ConvertFrom-StringData
De ConvertFrom-StringData
cmdlet converteert een tekenreeks of een here-tekenreeks van sleutel-waardeparen naar een hash-tabel. U kunt de ConvertFrom-StringData
cmdlet veilig gebruiken in de sectie Gegevens van een script en u kunt deze gebruiken met de Import-LocalizedData
cmdlet om gebruikersberichten weer te geven in de gebruikersinterfacecultuur van de huidige gebruiker.
Hier-tekenreeksen zijn vooral handig wanneer de waarden in de hashtabel aanhalingstekens bevatten. Zie about_Quoting_Rules voor meer informatie over here-strings.
In het volgende voorbeeld ziet u hoe u een hier-tekenreeks maakt van de gebruikersberichten in het vorige voorbeeld en hoe u deze kunt gebruiken ConvertFrom-StringData
om deze te converteren van een tekenreeks naar een hash-tabel.

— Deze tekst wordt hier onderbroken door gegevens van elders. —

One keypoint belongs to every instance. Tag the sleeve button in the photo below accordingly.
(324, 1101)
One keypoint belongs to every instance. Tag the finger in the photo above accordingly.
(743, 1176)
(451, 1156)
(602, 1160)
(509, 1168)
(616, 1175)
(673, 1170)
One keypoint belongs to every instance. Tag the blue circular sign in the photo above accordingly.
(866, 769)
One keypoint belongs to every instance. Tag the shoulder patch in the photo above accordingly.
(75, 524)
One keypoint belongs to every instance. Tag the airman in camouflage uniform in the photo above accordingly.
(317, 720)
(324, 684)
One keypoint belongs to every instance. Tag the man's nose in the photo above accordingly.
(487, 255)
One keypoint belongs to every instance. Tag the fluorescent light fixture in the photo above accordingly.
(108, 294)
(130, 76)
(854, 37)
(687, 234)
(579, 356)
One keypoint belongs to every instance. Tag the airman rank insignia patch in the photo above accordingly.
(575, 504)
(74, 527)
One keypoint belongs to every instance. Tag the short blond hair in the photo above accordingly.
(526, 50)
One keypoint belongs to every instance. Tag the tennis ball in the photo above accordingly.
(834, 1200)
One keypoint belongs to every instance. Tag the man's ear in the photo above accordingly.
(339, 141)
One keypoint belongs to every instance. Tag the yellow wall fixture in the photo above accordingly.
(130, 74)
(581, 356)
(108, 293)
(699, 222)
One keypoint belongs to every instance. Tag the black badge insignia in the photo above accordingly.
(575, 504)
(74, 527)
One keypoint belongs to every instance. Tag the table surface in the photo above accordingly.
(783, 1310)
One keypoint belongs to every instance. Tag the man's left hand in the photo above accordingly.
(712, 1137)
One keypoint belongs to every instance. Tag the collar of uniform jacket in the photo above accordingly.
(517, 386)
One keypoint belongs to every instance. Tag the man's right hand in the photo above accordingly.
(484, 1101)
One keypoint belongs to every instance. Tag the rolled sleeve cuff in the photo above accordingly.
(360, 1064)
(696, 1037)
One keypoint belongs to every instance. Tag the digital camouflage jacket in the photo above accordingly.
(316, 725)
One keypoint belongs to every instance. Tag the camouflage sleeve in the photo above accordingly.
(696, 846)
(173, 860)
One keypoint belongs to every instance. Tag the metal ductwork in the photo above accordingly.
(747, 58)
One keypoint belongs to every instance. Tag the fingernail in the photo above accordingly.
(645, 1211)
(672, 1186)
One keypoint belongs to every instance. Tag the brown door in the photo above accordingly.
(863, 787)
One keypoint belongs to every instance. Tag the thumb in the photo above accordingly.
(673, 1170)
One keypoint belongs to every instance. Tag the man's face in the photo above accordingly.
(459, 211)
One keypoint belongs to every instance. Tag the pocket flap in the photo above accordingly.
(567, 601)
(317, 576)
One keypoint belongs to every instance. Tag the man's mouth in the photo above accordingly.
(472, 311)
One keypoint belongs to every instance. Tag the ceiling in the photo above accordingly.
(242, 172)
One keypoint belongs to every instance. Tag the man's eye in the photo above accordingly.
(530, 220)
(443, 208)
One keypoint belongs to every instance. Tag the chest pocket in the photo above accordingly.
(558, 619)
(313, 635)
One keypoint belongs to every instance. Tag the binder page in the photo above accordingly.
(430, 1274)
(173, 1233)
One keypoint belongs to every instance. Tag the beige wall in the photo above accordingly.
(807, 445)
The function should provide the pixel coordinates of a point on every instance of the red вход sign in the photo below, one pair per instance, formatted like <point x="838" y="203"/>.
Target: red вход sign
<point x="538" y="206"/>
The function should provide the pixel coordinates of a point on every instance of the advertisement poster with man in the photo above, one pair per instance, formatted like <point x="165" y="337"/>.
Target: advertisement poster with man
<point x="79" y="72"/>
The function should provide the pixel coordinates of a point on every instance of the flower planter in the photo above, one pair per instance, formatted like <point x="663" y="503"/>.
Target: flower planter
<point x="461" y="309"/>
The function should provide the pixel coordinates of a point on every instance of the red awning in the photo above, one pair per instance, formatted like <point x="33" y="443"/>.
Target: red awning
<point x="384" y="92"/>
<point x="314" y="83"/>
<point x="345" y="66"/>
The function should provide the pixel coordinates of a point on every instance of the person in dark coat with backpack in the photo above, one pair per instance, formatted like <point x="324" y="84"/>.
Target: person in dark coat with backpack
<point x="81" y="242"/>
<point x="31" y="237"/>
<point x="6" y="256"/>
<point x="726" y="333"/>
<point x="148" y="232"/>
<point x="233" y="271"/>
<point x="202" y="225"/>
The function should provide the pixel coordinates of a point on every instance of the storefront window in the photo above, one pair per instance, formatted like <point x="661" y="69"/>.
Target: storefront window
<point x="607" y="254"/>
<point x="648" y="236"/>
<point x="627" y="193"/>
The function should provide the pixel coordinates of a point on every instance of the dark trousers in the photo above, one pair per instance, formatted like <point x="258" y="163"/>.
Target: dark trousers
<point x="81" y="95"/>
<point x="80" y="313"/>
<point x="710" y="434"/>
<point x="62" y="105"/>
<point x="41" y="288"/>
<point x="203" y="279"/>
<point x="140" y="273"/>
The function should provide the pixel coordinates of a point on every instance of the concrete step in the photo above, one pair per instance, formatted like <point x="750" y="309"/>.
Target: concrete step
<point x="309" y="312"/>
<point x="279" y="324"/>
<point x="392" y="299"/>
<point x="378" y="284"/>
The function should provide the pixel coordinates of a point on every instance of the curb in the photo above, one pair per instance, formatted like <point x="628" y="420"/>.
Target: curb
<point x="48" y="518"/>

Met de volgende opdracht maakt u een here-tekenreeks van de sleutel-waardeparen en slaat u deze vervolgens op in de $string
variabele.
$string = @"
Msg1 = Type "Windows".
Msg2 = She said, "Hello, World."
Msg3 = Enter an alias (or "nickname").
"@
Deze opdracht gebruikt de ConvertFrom-StringData
cmdlet om de here-tekenreeks te converteren naar een hash-tabel.
ConvertFrom-StringData $string
Name Value
---- -----
Msg3 Enter an alias (or "nickname").
Msg2 She said, "Hello, World."
Msg1 Type "Windows".
Zie about_Quoting_Rules voor meer informatie over here-strings.